Come on, if starting from `i`

and reaching `k`

with `tank > 0`

still fails to reach `j`

, now with `tank = 0`

, it's even more impossible to reach `j`

, right?

**Thus, this conclusion is proven.**

Recall how the brute-force approach at the beginning worked?

If I find that starting from `i`

cannot reach `j`

, then obviously `i`

cannot be the starting point.

Now, we've discovered a new rule. What can it deduce?

If I find that starting from `i`

cannot reach `j`

, then `i`

and all stations between `i`

and `j`

cannot be starting points.

See the redundant calculations?
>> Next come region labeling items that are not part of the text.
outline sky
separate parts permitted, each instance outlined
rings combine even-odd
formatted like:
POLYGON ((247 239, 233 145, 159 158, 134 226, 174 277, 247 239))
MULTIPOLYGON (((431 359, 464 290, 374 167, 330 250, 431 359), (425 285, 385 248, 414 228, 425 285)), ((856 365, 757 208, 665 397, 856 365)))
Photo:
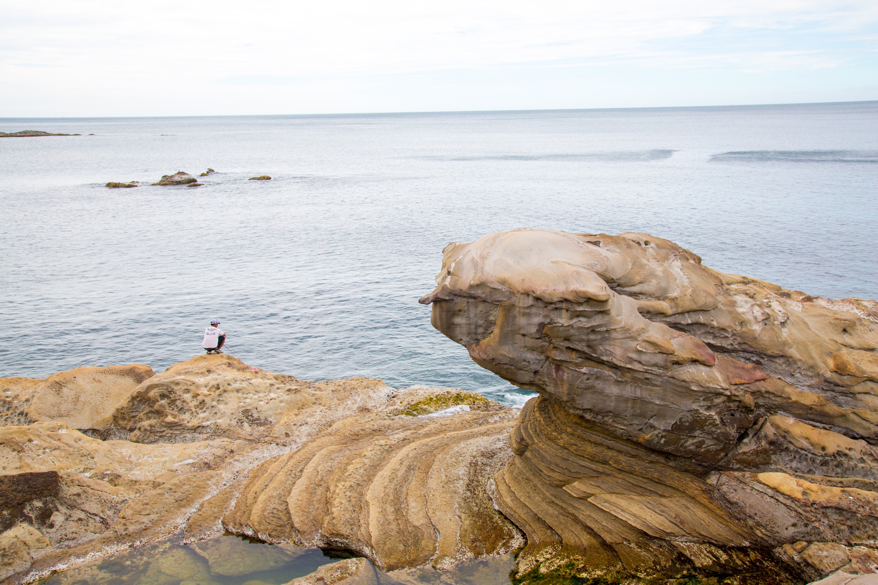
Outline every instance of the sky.
POLYGON ((0 118, 875 99, 875 0, 0 0, 0 118))

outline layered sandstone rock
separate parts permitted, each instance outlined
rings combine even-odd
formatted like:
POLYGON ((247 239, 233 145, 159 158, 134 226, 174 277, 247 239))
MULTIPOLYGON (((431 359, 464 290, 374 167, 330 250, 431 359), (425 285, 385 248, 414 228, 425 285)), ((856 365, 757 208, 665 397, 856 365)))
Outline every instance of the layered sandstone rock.
MULTIPOLYGON (((157 375, 77 368, 0 383, 18 423, 0 427, 4 582, 180 531, 193 548, 169 554, 189 560, 183 577, 219 581, 255 570, 246 562, 285 562, 297 544, 385 567, 523 544, 486 491, 517 413, 478 394, 307 382, 224 354, 157 375), (199 542, 227 529, 281 547, 254 560, 227 540, 199 542)), ((143 570, 180 577, 172 568, 143 570)))
POLYGON ((507 553, 523 540, 486 489, 512 454, 514 421, 508 409, 342 421, 254 469, 223 524, 383 570, 507 553))
POLYGON ((833 563, 786 546, 878 546, 874 301, 724 275, 639 233, 450 244, 436 283, 434 326, 541 395, 495 476, 528 536, 520 577, 803 582, 833 563))

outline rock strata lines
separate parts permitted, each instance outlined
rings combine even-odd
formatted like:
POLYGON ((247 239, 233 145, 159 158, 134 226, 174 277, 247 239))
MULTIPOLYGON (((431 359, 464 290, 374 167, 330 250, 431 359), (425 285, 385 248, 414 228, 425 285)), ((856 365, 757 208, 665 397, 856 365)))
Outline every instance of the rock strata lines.
POLYGON ((874 301, 722 274, 632 232, 513 230, 443 254, 421 299, 433 325, 541 395, 494 477, 527 534, 520 578, 804 582, 825 567, 794 543, 878 545, 874 301))

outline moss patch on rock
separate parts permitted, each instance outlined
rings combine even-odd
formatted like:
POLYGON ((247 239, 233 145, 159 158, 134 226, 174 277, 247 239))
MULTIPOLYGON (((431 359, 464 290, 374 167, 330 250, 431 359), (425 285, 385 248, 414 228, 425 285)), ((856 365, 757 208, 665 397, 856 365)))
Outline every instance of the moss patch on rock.
MULTIPOLYGON (((675 577, 655 575, 635 577, 628 572, 608 571, 604 574, 591 576, 581 563, 568 562, 542 572, 537 565, 524 574, 516 577, 515 571, 509 574, 513 585, 793 585, 781 571, 767 569, 758 573, 738 574, 695 574, 684 573, 675 577)), ((592 573, 594 575, 594 573, 592 573)))
POLYGON ((405 415, 407 417, 421 417, 425 414, 431 414, 433 412, 438 412, 439 410, 444 410, 447 408, 457 406, 459 404, 466 404, 471 407, 479 407, 477 408, 477 410, 489 410, 494 405, 494 403, 495 403, 488 400, 480 394, 476 394, 475 392, 450 391, 443 394, 428 396, 415 403, 412 403, 411 404, 391 409, 387 412, 387 415, 391 417, 399 417, 400 415, 405 415))

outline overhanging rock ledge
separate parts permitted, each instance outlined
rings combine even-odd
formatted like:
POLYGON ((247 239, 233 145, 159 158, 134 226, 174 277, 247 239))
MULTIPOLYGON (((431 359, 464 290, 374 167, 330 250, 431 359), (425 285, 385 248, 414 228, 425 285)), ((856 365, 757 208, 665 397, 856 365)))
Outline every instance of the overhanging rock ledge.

See the optimization point?

**This is the essence of the greedy approach: if you can't find repeated calculations, reduce redundant calculations through some deeper hidden rules in the problem.**

Based on this conclusion, the following code can be written:

```
class Solution {
public int canCompleteCircuit(int[] gas, int[] cost) {
int n = gas.length;
int sum = 0;
for (int i = 0; i < n; i++) {
sum += gas[i] - cost[i];
}
if (sum < 0) {
// total gas is less than total cost, no solution
return -1;
}
// record the amount of gas in the tank
int tank = 0;
// record the starting point
int start = 0;
for (int i = 0; i < n; i++) {
tank += gas[i] - cost[i];
if (tank < 0) {
// cannot reach i + 1 from start
// therefore, station i + 1 should be the starting point
tank = 0;
start = i + 1;
}
}
return start == n ? 0 : start;
}
}
```

```
class Solution {
public:
int canCompleteCircuit(vector<int>& gas, vector<int>& cost) {
int n = gas.size();
int sum = 0;
for (int i = 0; i < n; i++) {
sum += gas[i] - cost[i];
}
if (sum < 0) {
// total gas is less than total cost, no solution
return -1;
}
// record the amount of gas in the tank
int tank = 0;
// record the starting point
int start = 0;
for (int i = 0; i < n; i++) {
tank += gas[i] - cost[i];
if (tank < 0) {
// cannot reach i + 1 from start
// therefore, station i + 1 should be the starting point
tank = 0;
start = i + 1;
}
}
return start == n ? 0 : start;
}
};
```

```
class Solution:
def canCompleteCircuit(self, gas: List[int], cost: List[int]) -> int:
n = len(gas)
sum = 0
for i in range(n):
sum += gas[i] - cost[i]
if sum < 0:
# total gas is less than total cost, no solution
return -1
# record the amount of gas in the tank
tank = 0
# record the starting point
start = 0
for i in range(n):
tank += gas[i] - cost[i]
if tank < 0:
# cannot reach i + 1 from start
# therefore, station i + 1 should be the starting point
tank = 0
start = i + 1
return 0 if start == n else start
```

```
func canCompleteCircuit(gas []int, cost []int) int {
n := len(gas)
sum := 0
for i := 0; i < n; i++ {
sum += gas[i] - cost[i]
}
if sum < 0 {
// total gas is less than total cost, no solution
return -1
}
// record the amount of gas in the tank
tank := 0
// record the starting point
start := 0
for i := 0; i < n; i++ {
tank += gas[i] - cost[i]
if tank < 0 {
// cannot reach i + 1 from start
// therefore, station i + 1 should be the starting point
tank = 0
start = i + 1
}
}
if start == n {
return 0
}
return start
}
```

```
var canCompleteCircuit = function(gas, cost) {
var n = gas.length;
var sum = 0;
for (var i = 0; i < n; i++) {
sum += gas[i] - cost[i];
}
if (sum < 0) {
// total gas is less than total consumption, no solution
return -1;
}
// record the amount of gas in the tank
var tank = 0;
// record the starting point
var start = 0;
for (var i = 0; i < n; i++) {
tank += gas[i] - cost[i];
if (tank < 0) {
// cannot reach i + 1 from start
// therefore, the station i + 1 should be the starting point
tank = 0;
start = i + 1;
}
}
return start === n ? 0 : start;
};
```

This solution also has a time complexity of O(N), differing from the previous graphical approach in terms of thinking process, but the code is very similar.

**Actually, you can combine this solution's approach with graphical thinking. You'll find that they are essentially the same, just different in understanding**.

For this kind of greedy algorithm, there isn't a particularly standardized thinking framework. It mainly relies on practicing more problems and thinking deeply, abstractly associating the problem scenarios to uncover hidden patterns, thereby reducing computation and optimizing efficiency.

Alright, this is all for this problem. I hope it helps you broaden your thinking.